SoftBank Group looks to be gearing up for a busy 2023. After the Japan-based investor divested its early-stage VC unit, SoftBank Ventures Asia, The Financial Times has reported that SoftBank may cut its stake in Alibaba to just 3.8%.

SoftBank told the publication that its deals involving Alibaba shares signal its shift to “a defensive mode” as the company becomes more cautious about its investments. SoftBank also said the sell-off would improve its financial stability by increasing its liquidity.

The Japanese conglomerate might have signaled this transition earlier.

“When do we start playing offense, which is a quite difficult question, but I want you to also see the market situation,” SoftBank CFO and board director YOSHIMITSU GOTO had said in the firm’s latest earnings call.

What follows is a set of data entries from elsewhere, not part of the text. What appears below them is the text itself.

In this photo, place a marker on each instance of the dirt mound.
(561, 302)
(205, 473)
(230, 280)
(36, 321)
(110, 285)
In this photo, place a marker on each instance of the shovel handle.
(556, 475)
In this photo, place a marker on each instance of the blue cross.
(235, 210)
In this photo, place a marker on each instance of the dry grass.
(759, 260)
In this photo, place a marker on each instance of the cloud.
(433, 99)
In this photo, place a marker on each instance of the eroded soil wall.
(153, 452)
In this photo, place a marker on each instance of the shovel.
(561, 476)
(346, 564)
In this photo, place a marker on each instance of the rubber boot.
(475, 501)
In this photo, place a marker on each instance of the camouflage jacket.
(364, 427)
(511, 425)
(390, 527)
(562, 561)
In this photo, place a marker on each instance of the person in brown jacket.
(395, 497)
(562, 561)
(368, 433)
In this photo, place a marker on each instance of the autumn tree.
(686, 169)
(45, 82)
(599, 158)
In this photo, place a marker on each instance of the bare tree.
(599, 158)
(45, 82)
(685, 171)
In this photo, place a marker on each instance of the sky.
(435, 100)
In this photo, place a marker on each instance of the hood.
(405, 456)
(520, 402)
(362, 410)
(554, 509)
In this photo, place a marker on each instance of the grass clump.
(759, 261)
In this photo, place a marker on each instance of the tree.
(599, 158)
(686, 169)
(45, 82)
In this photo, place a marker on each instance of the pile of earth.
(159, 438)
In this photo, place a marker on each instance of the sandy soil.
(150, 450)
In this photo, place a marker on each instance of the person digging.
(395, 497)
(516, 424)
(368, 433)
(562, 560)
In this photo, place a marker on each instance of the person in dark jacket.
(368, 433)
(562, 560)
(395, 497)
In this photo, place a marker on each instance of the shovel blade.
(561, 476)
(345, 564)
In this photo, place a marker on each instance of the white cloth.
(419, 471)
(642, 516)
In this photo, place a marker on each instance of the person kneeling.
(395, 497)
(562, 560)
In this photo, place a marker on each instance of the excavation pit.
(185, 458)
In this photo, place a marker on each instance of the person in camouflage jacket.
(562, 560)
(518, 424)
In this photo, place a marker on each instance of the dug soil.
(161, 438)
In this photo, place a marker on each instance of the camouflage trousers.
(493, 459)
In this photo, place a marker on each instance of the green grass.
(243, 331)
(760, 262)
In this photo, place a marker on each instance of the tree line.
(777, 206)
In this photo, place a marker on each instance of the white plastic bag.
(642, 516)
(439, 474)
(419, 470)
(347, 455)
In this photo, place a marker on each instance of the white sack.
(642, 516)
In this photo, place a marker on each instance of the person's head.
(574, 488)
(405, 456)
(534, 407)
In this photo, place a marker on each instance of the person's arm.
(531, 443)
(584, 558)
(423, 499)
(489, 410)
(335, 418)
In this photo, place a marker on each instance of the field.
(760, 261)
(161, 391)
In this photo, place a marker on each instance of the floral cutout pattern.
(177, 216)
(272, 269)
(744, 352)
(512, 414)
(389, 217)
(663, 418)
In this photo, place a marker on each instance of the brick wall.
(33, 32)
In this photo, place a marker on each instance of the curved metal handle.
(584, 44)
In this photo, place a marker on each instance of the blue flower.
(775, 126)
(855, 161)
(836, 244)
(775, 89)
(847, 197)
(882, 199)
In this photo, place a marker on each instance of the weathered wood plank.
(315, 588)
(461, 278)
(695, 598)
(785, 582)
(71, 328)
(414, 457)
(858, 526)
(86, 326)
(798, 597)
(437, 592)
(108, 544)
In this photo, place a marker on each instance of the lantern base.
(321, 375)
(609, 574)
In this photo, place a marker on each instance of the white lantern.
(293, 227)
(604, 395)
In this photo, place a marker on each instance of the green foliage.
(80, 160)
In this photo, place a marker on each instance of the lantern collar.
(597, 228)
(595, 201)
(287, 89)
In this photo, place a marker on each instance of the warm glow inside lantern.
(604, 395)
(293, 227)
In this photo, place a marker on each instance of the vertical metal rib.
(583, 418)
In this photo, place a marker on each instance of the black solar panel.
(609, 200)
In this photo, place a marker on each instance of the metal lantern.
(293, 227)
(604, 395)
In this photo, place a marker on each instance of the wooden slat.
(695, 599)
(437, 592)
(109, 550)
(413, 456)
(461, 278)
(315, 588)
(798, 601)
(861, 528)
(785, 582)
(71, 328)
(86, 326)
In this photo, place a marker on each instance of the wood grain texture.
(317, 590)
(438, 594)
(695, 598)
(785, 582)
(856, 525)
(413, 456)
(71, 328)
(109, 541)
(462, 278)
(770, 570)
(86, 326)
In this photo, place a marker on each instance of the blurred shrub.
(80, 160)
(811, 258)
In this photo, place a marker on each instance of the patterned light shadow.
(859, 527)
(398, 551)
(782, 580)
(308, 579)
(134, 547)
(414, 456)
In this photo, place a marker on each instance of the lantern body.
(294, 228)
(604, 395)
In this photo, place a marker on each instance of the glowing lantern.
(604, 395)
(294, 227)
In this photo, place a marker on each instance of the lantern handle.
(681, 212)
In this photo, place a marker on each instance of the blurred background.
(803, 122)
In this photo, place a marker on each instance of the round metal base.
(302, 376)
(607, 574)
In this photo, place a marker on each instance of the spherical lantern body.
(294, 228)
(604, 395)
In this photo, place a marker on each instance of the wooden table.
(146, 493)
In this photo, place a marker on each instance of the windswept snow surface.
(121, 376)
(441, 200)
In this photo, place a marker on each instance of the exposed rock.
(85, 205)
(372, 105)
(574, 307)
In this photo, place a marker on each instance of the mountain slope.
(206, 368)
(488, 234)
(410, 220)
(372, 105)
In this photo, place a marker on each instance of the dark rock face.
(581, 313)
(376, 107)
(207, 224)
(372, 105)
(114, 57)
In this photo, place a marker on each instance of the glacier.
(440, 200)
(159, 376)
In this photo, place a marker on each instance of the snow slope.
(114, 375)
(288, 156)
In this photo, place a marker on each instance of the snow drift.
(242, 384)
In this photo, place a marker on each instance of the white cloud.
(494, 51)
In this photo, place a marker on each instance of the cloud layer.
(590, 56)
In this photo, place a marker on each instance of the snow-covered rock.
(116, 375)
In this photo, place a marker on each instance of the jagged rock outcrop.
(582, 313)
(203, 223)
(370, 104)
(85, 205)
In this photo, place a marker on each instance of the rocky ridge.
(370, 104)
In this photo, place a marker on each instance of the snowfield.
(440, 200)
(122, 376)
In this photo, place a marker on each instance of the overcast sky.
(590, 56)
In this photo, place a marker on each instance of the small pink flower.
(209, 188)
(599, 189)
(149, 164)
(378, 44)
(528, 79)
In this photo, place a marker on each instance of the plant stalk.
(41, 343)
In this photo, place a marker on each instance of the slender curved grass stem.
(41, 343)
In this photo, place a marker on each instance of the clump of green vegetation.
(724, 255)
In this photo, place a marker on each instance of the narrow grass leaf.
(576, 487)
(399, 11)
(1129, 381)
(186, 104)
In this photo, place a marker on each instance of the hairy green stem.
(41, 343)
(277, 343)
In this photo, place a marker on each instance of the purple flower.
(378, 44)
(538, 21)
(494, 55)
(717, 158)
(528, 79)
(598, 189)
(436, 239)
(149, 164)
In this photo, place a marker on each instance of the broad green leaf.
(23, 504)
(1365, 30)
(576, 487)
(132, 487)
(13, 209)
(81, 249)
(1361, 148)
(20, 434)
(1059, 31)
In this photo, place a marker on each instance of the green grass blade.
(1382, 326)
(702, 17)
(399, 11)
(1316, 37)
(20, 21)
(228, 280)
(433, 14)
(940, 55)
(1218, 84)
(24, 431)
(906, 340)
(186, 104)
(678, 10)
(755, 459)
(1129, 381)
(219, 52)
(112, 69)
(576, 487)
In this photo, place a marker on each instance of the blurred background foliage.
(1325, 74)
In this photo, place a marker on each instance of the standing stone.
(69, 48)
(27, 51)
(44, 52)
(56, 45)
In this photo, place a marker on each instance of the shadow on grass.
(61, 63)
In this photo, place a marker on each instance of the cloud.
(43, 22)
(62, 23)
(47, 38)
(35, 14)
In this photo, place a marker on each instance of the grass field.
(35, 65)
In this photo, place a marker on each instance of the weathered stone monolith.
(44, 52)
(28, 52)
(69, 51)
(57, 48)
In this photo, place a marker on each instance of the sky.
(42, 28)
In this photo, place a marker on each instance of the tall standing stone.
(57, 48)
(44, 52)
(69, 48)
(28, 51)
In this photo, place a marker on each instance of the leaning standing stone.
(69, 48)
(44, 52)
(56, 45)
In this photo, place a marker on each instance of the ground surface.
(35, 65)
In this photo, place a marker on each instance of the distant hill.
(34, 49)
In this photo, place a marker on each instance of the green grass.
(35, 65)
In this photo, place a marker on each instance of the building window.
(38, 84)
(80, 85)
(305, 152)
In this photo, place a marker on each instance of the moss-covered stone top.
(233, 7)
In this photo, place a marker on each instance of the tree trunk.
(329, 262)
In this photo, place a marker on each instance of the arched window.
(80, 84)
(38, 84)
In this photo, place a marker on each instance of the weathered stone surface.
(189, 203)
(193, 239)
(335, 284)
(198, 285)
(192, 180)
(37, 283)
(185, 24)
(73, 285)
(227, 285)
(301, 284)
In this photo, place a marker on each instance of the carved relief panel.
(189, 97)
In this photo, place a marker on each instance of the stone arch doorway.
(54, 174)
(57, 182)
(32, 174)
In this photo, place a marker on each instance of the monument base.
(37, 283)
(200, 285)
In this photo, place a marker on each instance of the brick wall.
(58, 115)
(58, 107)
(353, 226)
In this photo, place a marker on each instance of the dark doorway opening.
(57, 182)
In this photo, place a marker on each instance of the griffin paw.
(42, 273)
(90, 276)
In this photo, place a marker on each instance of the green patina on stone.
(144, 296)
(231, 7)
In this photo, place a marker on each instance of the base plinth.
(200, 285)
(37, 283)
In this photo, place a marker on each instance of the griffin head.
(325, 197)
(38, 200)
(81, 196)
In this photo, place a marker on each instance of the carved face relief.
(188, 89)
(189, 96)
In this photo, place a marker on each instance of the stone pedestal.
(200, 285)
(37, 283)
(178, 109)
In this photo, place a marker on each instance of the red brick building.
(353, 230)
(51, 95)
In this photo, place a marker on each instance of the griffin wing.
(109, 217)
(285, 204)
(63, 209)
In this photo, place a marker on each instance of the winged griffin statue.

SoftBank had also previously let go of some of its stakes in T-Mobile and Arm. Additionally, Arm is also reportedly looking to go public, which would aid in mixing SoftBank’s investments tied to listed firms, according to a note from Credit-Sights.

Credit-Sights, which is part of the Fitch Group, also noted that the Alibaba sell-off will make SoftBank more reliant on the performance of its Vision Funds for asset value.

“Though short-term cash will be bolstered, the long-term risks related to the shift in value towards the Vision Funds and the potential for this to signal another weak set of results offset this dynamic,” Credit-Sights highlighted.